To start learning a language, just jump in and give it a try. Duolingo uses visual, multiple choice, audio, and trial and error strategies (I may have forgotten some) to help you learn. To help motivate you, Duolingo awards you coins for completing lessons, practices, and translating in Immersion. The more coins you get, the higher you go up in levels. In addition, DL gives you Lingots (the red jewel looking things) that you can spend on things, like extra chances in lessons. If you go to the Store tab on your Home page, click it and scroll to the bottom for a full explanation of how to get lingots and what you can do with them. :)
If a feature doesn't exist on Duolingo, such as onsite dictionary and grammar guide, it is likely that someone on the internet has already created it, and you can get to it via search engine with around 1-3 clicks. Here are a few things that have worked for me:
Youtube provides grammar tutorials. And I like to use www.wordreference.com as a dictionary. If flashcards suit your study preferences, there is Memrise, Anki, and my favorite www.cram.com (I learned cram.com first and it feels familiar and simple to navigate so I've stuck with it. But, several people like the other two places. I don't have much experience with them.) Get creative with your language learning and don't limit yourself by waiting for something that isn't here yet, you've got the whole internet so don't hold back! ^_^
PS "to drink" in Spanish is "Beber" I drink is "Bebo" you drink is "Bebe" they drink is "Beben" and we drink is "Bebemos". If you want to ask questions specifically about spanish, go to the link I posted for the Guide to Finding Duolingo Guides, and find the link for Where to discuss What on Duolingo
That's the way duolingo works. You can see the translation an memorize it. At least that the way i learn french.
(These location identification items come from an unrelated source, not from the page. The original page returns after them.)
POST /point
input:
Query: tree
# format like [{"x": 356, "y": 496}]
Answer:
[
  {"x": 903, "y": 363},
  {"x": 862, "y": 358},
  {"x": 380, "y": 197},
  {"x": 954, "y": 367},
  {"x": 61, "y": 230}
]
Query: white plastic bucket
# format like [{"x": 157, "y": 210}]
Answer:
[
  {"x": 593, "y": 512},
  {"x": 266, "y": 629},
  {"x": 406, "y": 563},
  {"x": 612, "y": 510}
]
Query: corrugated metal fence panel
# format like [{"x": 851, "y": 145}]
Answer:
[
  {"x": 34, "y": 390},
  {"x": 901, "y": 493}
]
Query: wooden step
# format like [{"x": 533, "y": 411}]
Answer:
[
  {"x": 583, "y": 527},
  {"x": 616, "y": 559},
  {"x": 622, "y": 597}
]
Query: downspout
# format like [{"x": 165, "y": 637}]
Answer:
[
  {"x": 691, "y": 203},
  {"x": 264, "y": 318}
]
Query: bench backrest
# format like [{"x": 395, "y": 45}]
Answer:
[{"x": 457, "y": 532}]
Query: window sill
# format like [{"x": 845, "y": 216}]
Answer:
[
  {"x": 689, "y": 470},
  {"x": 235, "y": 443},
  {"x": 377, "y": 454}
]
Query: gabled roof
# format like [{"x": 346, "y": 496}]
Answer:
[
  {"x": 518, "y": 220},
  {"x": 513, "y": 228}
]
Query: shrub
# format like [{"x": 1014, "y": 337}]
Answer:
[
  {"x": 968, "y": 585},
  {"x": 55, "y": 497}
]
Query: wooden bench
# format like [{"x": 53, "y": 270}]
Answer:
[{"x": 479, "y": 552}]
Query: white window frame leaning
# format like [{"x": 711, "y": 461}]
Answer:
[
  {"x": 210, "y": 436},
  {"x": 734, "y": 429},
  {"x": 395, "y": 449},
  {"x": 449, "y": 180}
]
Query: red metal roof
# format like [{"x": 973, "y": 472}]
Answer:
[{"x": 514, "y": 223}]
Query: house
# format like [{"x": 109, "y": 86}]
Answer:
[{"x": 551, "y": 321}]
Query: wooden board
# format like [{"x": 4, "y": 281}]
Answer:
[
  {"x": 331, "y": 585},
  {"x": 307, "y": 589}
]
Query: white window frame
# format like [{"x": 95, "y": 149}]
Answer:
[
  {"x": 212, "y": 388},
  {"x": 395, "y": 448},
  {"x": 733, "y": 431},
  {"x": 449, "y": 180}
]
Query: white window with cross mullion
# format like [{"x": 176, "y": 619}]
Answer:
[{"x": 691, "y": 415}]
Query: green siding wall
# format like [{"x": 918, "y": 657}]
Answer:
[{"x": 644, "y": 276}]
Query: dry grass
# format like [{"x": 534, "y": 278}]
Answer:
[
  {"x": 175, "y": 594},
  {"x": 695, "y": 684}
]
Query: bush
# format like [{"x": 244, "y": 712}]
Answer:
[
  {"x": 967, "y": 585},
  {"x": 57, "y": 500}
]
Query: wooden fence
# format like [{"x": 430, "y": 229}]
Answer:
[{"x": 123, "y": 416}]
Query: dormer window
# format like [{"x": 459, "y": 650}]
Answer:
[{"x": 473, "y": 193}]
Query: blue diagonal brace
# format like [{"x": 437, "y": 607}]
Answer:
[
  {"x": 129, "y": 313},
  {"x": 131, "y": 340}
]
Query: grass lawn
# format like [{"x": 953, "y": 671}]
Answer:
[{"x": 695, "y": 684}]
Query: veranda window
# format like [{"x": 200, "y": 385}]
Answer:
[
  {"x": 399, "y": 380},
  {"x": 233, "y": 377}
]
Yes. There are so many sources for Grammar out there. But I find myself buried in them and not knowing where to start.
If we got an answer wrong due to a word ending or word placement, explain why. What case, what word order. These are things that are important. Especially when you've got sentences like this: Trotz dem Fleisch, esse ich die Suppe. That's inverted word order and the comma makes things tricky, but the lack of conjunction means it's word order is correct and the comma isn't really necessary.
Having a bubble pop up and say, "That's inverted word order," "conjunctive clauses use normal word order," or just tables describing the grammatical cases of articles, nouns, and adjective endings.
In short I agree, even the smallest hint what grammatical mistake was made can assist in finding a source better suited to explaining why the mistake was made, and how to not make that mistake again.